PRESSURE FLUCTUATIONS ON THE ROOFS OF LOW-RISE BUILDINGS IN TURBULENT BOUNDARY LAYERS

摘要

Buildings are often exposed to the highly turbulent atmospheric boundary layer flows near the earth's surface. Roofs of low-rise buildings in particular are vulnerable to the resulting aerodynamic loads, especially during the extreme wind storms. For flat-roofed, low-rise buildings with relatively large plan dimensions, the approach flow separates at the leading edge of the roof and then reattaches creating a separation bubble. This separation bubble is a turbulent recirculating flow region that is responsible for causing large-magnitude uplift on the roof surface. Such large, uplifting forces can cause damage to the roofs and roof-mounted structures.
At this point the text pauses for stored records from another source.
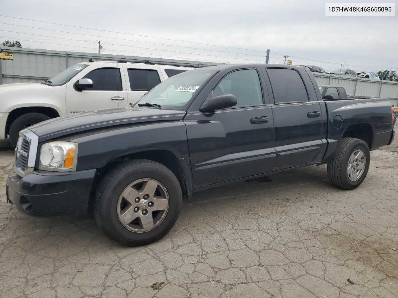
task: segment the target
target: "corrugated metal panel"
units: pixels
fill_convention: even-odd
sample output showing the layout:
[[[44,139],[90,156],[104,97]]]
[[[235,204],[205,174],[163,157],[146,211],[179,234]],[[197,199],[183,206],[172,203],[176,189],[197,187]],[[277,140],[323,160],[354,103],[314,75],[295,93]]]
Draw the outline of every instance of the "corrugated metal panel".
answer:
[[[387,97],[398,99],[398,82],[355,78],[353,77],[313,74],[319,85],[344,87],[349,97]],[[381,88],[380,90],[380,87]]]

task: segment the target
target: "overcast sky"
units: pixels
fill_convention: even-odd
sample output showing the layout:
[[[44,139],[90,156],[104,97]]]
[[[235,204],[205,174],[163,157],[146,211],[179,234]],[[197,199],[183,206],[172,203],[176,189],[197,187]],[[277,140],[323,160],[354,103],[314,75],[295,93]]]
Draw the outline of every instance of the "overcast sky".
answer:
[[[0,14],[14,17],[0,16],[0,41],[96,52],[100,40],[105,53],[222,63],[264,62],[269,49],[270,63],[288,55],[293,64],[327,71],[343,63],[358,71],[398,70],[398,16],[325,16],[332,2],[19,0],[2,6]]]

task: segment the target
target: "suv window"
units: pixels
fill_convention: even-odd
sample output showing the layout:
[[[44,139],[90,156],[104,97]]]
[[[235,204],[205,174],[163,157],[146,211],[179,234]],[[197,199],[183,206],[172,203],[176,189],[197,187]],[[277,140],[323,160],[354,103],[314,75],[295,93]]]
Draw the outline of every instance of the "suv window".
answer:
[[[308,100],[304,82],[297,71],[291,68],[269,68],[267,72],[275,103]]]
[[[339,93],[337,92],[337,88],[336,87],[329,87],[325,93],[325,95],[332,95],[334,99],[339,98]]]
[[[97,68],[83,78],[91,79],[93,87],[90,90],[122,90],[122,79],[119,68]]]
[[[175,75],[176,74],[181,74],[181,72],[184,72],[187,71],[186,70],[181,70],[181,69],[165,69],[164,72],[166,73],[166,74],[167,75],[167,76],[169,77],[172,77],[173,75]]]
[[[148,91],[160,82],[156,70],[127,70],[130,88],[133,91]]]
[[[233,94],[238,101],[235,106],[263,104],[260,79],[254,69],[237,70],[227,74],[215,88],[213,94]]]

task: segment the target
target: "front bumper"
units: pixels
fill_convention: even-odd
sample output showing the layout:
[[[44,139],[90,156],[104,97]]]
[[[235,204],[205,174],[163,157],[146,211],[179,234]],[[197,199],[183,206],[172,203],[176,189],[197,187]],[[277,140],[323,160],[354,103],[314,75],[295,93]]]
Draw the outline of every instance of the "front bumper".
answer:
[[[96,172],[38,171],[21,178],[13,169],[7,178],[7,201],[32,216],[84,214]]]

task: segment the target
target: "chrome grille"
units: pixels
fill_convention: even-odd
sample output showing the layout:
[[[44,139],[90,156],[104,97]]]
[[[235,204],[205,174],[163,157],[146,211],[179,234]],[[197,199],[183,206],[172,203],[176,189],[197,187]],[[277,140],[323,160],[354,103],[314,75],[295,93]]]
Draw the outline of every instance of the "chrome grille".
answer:
[[[27,129],[20,132],[15,149],[15,172],[21,177],[32,172],[37,150],[37,136]]]

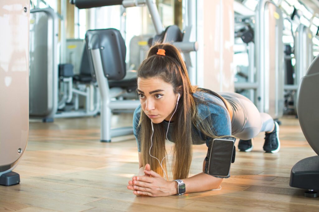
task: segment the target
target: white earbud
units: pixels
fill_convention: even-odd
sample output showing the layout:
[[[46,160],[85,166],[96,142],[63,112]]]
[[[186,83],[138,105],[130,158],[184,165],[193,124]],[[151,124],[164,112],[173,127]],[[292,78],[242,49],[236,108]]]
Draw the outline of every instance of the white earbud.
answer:
[[[177,109],[177,105],[178,105],[178,100],[179,100],[179,98],[181,96],[181,94],[180,94],[179,93],[178,93],[178,97],[177,97],[177,102],[176,102],[176,107],[175,108],[175,110],[174,111],[174,113],[173,113],[173,114],[172,115],[172,116],[171,117],[171,118],[170,119],[169,121],[168,121],[168,126],[167,126],[167,131],[166,131],[166,139],[167,139],[167,140],[168,140],[168,141],[169,141],[169,140],[168,140],[168,139],[167,137],[167,134],[168,133],[168,128],[169,127],[169,123],[171,122],[171,120],[172,119],[172,118],[173,117],[173,116],[174,115],[174,114],[175,113],[175,112],[176,112],[176,110]],[[164,173],[164,174],[165,174],[165,176],[166,178],[166,180],[168,181],[168,179],[167,177],[167,173],[165,173],[165,171],[164,170],[164,168],[163,167],[162,163],[163,163],[163,161],[164,160],[164,159],[165,159],[165,158],[166,158],[167,157],[167,156],[168,155],[168,154],[169,154],[171,153],[170,152],[168,154],[167,154],[166,156],[164,157],[163,158],[163,159],[162,159],[162,161],[161,162],[160,161],[160,160],[159,160],[156,157],[154,157],[152,154],[151,154],[151,149],[152,148],[152,147],[153,146],[153,140],[152,139],[152,138],[153,137],[153,134],[154,134],[154,127],[153,127],[153,122],[152,122],[152,120],[151,121],[151,124],[152,126],[152,135],[151,136],[151,147],[150,147],[150,150],[148,151],[148,153],[150,154],[150,155],[151,157],[152,157],[152,158],[155,158],[155,159],[157,160],[157,161],[159,161],[159,163],[160,163],[160,167],[162,168],[162,170],[163,170],[163,172]],[[171,148],[171,151],[172,151],[172,148]]]

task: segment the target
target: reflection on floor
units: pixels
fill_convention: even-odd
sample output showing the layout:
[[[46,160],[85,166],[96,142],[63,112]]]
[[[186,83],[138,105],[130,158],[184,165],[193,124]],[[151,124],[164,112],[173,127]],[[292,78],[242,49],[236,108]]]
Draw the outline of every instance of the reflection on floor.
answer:
[[[113,125],[131,126],[132,118],[115,116]],[[138,172],[133,136],[100,142],[99,117],[52,123],[31,120],[26,151],[15,170],[21,182],[0,187],[0,211],[318,211],[318,199],[304,197],[303,190],[289,185],[293,166],[316,154],[298,120],[281,120],[279,153],[263,152],[261,133],[253,151],[236,152],[231,177],[224,180],[221,190],[152,198],[136,197],[126,188]],[[204,145],[194,146],[190,175],[201,172],[207,151]]]

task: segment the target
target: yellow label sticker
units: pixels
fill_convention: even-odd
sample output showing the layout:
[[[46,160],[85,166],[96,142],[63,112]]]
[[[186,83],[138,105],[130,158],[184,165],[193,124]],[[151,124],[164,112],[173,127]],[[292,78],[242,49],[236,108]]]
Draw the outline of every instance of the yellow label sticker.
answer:
[[[148,44],[148,43],[146,41],[143,40],[141,41],[138,41],[137,42],[137,44],[138,44],[138,45],[140,46],[146,46]]]
[[[75,49],[77,47],[77,45],[69,45],[68,46],[68,49]]]
[[[277,19],[277,20],[278,20],[278,19],[279,19],[279,18],[280,17],[280,16],[279,15],[279,14],[278,14],[278,12],[277,12],[274,11],[274,17],[275,18]]]

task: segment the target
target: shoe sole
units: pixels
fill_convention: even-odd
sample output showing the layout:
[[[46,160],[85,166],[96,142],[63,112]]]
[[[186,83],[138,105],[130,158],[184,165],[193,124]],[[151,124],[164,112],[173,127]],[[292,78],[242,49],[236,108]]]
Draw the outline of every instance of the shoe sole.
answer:
[[[279,125],[276,122],[275,122],[275,124],[276,126],[276,135],[277,136],[277,140],[278,141],[278,147],[274,150],[272,150],[270,151],[265,151],[265,152],[271,153],[277,153],[279,151],[280,149],[280,140],[279,140]]]

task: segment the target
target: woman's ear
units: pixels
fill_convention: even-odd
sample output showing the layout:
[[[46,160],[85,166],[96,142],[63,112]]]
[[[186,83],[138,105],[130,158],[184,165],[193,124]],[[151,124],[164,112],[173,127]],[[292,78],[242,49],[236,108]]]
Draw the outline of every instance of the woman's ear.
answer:
[[[178,94],[180,94],[180,99],[182,96],[183,95],[183,86],[182,85],[180,85],[176,88],[176,92],[177,92]]]

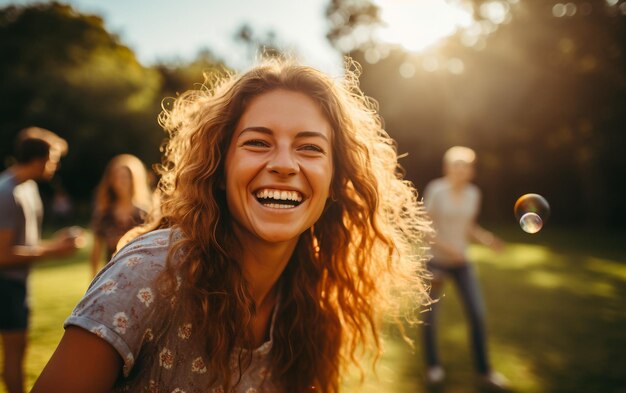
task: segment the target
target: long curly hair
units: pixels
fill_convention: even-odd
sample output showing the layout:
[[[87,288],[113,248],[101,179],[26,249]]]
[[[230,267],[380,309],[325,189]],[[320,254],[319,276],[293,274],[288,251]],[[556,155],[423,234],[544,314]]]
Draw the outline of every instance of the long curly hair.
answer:
[[[181,236],[172,242],[160,288],[181,286],[185,301],[177,308],[203,332],[207,368],[226,391],[237,383],[230,357],[250,342],[242,332],[250,332],[255,308],[221,185],[233,130],[258,95],[286,89],[311,97],[332,126],[334,160],[331,197],[280,278],[274,381],[286,392],[338,392],[361,351],[380,353],[381,317],[415,319],[428,298],[423,248],[430,223],[417,192],[402,180],[395,143],[360,91],[358,71],[348,62],[346,76],[332,79],[270,60],[239,76],[214,76],[164,103],[159,120],[169,141],[162,147],[161,217],[151,227],[172,227]],[[401,312],[400,299],[413,308]]]

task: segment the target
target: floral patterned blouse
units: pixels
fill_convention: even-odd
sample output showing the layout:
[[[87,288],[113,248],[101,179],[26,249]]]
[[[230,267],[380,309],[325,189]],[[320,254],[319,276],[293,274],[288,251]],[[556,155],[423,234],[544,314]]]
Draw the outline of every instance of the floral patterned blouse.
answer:
[[[65,327],[97,334],[124,360],[112,392],[224,393],[220,383],[209,385],[201,335],[188,321],[172,318],[173,299],[156,294],[154,279],[165,266],[170,233],[150,232],[123,247],[65,321]],[[270,340],[253,350],[240,380],[238,353],[232,355],[232,380],[239,380],[233,392],[280,392],[272,383],[268,359],[275,318],[276,311]]]

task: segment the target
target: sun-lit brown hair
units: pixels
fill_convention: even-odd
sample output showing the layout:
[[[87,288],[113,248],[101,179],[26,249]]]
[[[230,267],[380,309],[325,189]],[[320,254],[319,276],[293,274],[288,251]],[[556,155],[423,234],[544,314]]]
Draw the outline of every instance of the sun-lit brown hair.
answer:
[[[160,225],[181,236],[160,281],[172,290],[182,284],[186,301],[178,309],[199,325],[207,369],[227,389],[237,383],[230,380],[230,356],[249,343],[254,302],[237,263],[221,185],[231,134],[253,97],[275,89],[302,92],[332,126],[331,197],[300,236],[279,281],[273,379],[285,392],[337,392],[360,350],[380,351],[381,317],[401,316],[400,299],[417,309],[427,297],[421,246],[430,226],[354,70],[350,65],[334,80],[310,67],[268,61],[239,76],[207,80],[164,105],[160,121],[170,139],[160,171]]]
[[[120,154],[113,157],[107,164],[102,179],[96,187],[95,213],[103,214],[109,211],[117,200],[113,189],[113,176],[118,168],[126,168],[131,178],[131,195],[133,204],[143,211],[149,211],[151,206],[150,188],[146,168],[139,158],[132,154]]]

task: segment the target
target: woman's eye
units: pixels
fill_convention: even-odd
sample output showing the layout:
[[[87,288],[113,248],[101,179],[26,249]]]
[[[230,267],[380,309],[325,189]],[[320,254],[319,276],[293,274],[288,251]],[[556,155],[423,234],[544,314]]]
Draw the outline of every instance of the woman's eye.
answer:
[[[323,154],[326,153],[324,151],[324,149],[322,149],[321,147],[319,147],[317,145],[312,145],[312,144],[303,145],[303,146],[300,147],[300,150],[312,151],[312,152],[323,153]]]
[[[250,146],[250,147],[269,147],[269,143],[261,140],[261,139],[251,139],[249,141],[245,141],[241,144],[242,146]]]

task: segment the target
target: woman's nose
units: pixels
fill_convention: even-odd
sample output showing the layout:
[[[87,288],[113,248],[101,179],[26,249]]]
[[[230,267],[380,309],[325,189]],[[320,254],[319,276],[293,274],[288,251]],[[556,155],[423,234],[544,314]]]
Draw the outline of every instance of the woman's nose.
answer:
[[[277,148],[267,163],[267,170],[282,176],[293,176],[300,172],[300,166],[291,149]]]

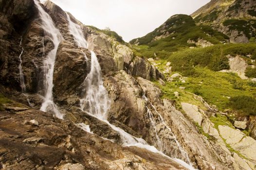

There are a limited number of studies present in literature focussing on the flow field and pressure fluctuations on the roof surface of the low-rise buildings and its dependency on the turbulence properties in the incident boundary layer flows compared to the studies performed on two-dimensional bluff bodies in uniform upstream flows. In this paper, the effects of the turbulence intensities and length scales in the boundary layer flows on surface pressure fluctuations for two low-rise building models are examined. The results indicate that roof surface pressure fluctuations strongly depend on roof height turbulence intensity and length scales in the approaching boundary layer flows. At lower levels of turbulence intensities, turbulence scales of significantly higher order of magnitudes compared to the building heights play important roles in characterizing the distribution of surface pressure fluctuations.